Aber geben wir doch zu. Auch vor dem Israel-Konflikt war bereits vieles aus der Balance für ganz viele Menschen – in deren eigenem Raum und Umfeld: der Karriere-Backlash, den zahlreiche Frauen seit Corona erfahren. Die sich zuspitzende Stimmung Jung gegen Alt. Der Dauerstreit auf den Straßen, SUV gegen Lastenfahrrad, Fußgänger gegen Radfahrer, alle gegen die Scooter. Und so weiter. Kleine Kriege des Alltags, die in die Gesellschaft tiefgehende Wunden reißen. Denn die Argumente werden immer bissiger, emotionaler und fern jeder Sachlichkeit.
An vielen Tagen regen mich diese Dinge enorm auf, und ich frage mich, was in den vergangenen zwei Jahrzehnten mit unserer Debattenkultur geschehen ist, und welche Mitverantwortung die Medien daran tragen. An anderen Tagen aber katapultiert mich der – vergleichsweise zu den großen Problemen der Welt – künstlich hochgepushte Konfliktschauplatz in Jugenderinnerungen zurück. Da gab es ebenfalls diese Art von „Glaubenskriege“. Die hießen z.B. „Volkswagen oder Opel?“ als ich ein Kind war, in meiner späteren Jugend „Beatles oder Rolling Stones?“, „Grüne oder Atomkraft?“. Oder „Burgund oder Bordeaux“? in den von Wachstum gesegneten 1990er-Jahren, als sich für viele Menschen das gute Leben öffnete. Gibt es nicht auch bei Ihnen solche Listen im Souvenirs-Fundus, über die Sie heute schmunzeln können? Und wie war das damals? Natürlich lag man einander sofort in den Haaren, aber irgendwann waren die Totschlagargumente fad. Man versuchte es mit Diskussionen, sonst gab es kein Weiterkommen. Oft reichte die gegenseitige Erkenntnis, dass die/der andere für sein Anderssein Argumente und/oder eine Lebensgeschichte hatte. Und dies konnte wiederum neues Denken zur Folge haben. Gerade dieser Tage sollte man sich so einer Erfahrung gewahr sein und diese unbedingt als Möglichkeit ins Auge fassen.
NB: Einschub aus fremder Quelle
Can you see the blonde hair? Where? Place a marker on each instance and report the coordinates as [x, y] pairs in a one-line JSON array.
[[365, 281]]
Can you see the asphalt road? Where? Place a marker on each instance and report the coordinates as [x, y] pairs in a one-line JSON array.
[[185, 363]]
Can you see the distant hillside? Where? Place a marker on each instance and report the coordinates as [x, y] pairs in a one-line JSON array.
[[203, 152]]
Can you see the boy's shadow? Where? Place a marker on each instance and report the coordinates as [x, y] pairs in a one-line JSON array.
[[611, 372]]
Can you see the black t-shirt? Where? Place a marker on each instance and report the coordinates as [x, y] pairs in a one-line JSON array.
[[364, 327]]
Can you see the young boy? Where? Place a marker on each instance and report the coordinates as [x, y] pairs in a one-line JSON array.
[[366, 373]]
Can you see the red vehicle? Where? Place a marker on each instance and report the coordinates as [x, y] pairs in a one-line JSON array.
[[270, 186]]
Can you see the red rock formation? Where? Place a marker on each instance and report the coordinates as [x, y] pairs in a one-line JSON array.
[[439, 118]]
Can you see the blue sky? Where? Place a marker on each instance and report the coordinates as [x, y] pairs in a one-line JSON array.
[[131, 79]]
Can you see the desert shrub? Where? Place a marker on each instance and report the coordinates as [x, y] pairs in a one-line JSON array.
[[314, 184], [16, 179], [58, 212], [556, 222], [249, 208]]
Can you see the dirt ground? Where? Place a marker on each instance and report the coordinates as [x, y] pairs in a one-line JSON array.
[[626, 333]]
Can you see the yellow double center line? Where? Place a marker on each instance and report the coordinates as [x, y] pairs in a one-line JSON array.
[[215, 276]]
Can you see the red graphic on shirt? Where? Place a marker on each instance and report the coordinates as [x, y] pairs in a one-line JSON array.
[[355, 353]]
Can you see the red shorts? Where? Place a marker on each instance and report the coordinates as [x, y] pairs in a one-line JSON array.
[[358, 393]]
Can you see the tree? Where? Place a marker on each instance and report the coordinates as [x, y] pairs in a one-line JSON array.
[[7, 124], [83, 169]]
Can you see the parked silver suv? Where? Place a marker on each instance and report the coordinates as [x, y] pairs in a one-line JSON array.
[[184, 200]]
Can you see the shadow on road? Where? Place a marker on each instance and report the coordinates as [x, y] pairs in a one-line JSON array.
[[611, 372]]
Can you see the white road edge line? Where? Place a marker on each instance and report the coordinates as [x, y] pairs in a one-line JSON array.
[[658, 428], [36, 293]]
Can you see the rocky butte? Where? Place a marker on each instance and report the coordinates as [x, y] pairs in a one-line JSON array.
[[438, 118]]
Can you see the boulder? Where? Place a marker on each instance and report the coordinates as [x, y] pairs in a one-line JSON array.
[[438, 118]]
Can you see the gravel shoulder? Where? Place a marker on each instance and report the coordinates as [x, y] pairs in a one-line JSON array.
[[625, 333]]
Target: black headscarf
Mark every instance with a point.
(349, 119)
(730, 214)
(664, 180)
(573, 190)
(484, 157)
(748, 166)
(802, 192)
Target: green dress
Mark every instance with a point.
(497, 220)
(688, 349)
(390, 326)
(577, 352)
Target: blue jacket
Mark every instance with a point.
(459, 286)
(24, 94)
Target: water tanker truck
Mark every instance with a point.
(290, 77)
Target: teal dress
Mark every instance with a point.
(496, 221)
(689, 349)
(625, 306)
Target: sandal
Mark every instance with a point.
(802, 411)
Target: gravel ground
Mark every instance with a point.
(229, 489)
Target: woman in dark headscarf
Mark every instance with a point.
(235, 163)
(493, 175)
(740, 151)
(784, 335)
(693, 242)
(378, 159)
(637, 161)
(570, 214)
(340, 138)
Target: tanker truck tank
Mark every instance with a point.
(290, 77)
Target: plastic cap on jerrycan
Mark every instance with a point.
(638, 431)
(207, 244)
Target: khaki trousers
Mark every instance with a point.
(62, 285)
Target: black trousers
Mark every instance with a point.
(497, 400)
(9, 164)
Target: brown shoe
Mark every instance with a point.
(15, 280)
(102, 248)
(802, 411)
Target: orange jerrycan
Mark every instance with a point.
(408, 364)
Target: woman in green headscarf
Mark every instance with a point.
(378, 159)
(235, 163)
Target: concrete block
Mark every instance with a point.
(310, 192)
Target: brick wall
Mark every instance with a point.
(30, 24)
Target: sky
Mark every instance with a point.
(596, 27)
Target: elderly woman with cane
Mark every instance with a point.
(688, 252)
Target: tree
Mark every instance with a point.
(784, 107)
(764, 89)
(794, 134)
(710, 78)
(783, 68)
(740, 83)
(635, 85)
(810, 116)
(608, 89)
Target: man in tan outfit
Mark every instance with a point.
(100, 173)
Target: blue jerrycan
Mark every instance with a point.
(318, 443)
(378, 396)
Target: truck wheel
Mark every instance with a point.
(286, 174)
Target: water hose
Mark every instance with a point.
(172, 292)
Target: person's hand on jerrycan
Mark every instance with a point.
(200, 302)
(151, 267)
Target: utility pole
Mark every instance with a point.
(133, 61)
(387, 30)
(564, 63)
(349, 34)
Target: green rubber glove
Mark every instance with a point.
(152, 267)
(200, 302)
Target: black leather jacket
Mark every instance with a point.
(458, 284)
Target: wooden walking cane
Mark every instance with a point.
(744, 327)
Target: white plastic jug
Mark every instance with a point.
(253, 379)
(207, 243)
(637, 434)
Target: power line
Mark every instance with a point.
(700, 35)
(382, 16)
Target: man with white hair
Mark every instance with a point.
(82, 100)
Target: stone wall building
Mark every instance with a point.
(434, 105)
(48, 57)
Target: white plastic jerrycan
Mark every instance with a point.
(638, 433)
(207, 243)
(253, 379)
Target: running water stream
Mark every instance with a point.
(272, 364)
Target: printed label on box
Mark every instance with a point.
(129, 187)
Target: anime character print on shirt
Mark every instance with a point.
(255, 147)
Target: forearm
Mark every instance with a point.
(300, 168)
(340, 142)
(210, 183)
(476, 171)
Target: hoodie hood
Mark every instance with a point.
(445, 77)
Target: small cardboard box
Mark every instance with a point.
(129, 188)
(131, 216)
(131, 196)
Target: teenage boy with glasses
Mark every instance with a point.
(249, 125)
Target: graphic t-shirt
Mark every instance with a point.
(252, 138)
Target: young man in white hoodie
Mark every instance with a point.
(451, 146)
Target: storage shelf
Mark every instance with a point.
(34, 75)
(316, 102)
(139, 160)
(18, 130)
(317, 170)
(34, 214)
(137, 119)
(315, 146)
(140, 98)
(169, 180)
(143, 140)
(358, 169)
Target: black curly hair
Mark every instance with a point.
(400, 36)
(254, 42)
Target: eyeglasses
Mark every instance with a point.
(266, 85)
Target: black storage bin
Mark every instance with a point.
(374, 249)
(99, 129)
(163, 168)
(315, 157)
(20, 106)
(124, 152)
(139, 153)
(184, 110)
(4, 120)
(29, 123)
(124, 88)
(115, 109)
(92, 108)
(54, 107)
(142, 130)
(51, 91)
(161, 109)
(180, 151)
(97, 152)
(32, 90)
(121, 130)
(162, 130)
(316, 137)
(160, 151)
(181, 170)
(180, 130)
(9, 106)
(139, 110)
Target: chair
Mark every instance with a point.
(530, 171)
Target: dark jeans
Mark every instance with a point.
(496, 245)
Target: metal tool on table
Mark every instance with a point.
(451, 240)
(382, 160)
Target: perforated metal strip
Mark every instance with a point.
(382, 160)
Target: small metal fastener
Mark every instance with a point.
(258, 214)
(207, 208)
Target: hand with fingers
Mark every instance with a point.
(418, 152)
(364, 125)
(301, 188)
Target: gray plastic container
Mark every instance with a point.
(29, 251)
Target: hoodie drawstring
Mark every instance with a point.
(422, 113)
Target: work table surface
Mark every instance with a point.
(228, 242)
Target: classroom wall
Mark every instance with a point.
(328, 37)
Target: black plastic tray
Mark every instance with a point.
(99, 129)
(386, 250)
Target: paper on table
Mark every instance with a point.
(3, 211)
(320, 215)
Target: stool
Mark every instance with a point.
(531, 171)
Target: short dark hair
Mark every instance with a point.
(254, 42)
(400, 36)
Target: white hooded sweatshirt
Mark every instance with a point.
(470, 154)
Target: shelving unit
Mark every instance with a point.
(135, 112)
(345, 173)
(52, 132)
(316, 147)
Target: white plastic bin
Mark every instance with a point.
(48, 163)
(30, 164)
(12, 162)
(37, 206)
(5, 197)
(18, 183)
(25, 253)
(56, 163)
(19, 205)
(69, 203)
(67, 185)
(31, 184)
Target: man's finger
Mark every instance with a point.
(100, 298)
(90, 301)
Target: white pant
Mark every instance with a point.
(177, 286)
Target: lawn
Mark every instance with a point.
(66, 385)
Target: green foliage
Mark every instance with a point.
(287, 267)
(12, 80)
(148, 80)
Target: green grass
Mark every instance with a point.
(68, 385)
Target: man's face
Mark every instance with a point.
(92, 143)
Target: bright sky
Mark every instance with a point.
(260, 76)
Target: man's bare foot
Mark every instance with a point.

Seit Jahrzehnten reden wir alle über Multikulturalität, über Verschiedenheit und Individualismus. Sagen heute Diversität dazu. Diversität am Arbeitsplatz, in den Schulen und Universitäten, im Wohnbau und Straßenbild, auf den Märkten und in den Lokalen. Aber wehe, sie überrascht uns im echten Leben dort, wo wir nicht vorbereitet oder ausreichend gebildet sind! Mal zugeben zu können: „Ich kenne mich nicht aus, aber erzähl‘ du mal…“ Offen für Verknüpfungen zu sein, für Gespräche auf Augenhöhe, für Verständnis, Unterstützung und versöhnende Allianzen. Gelebtes Allyship würde zur Abkühlung des überhitzten Raumklimas beitragen. Das wäre so wichtig, nicht nur dort, wo es um Politik geht.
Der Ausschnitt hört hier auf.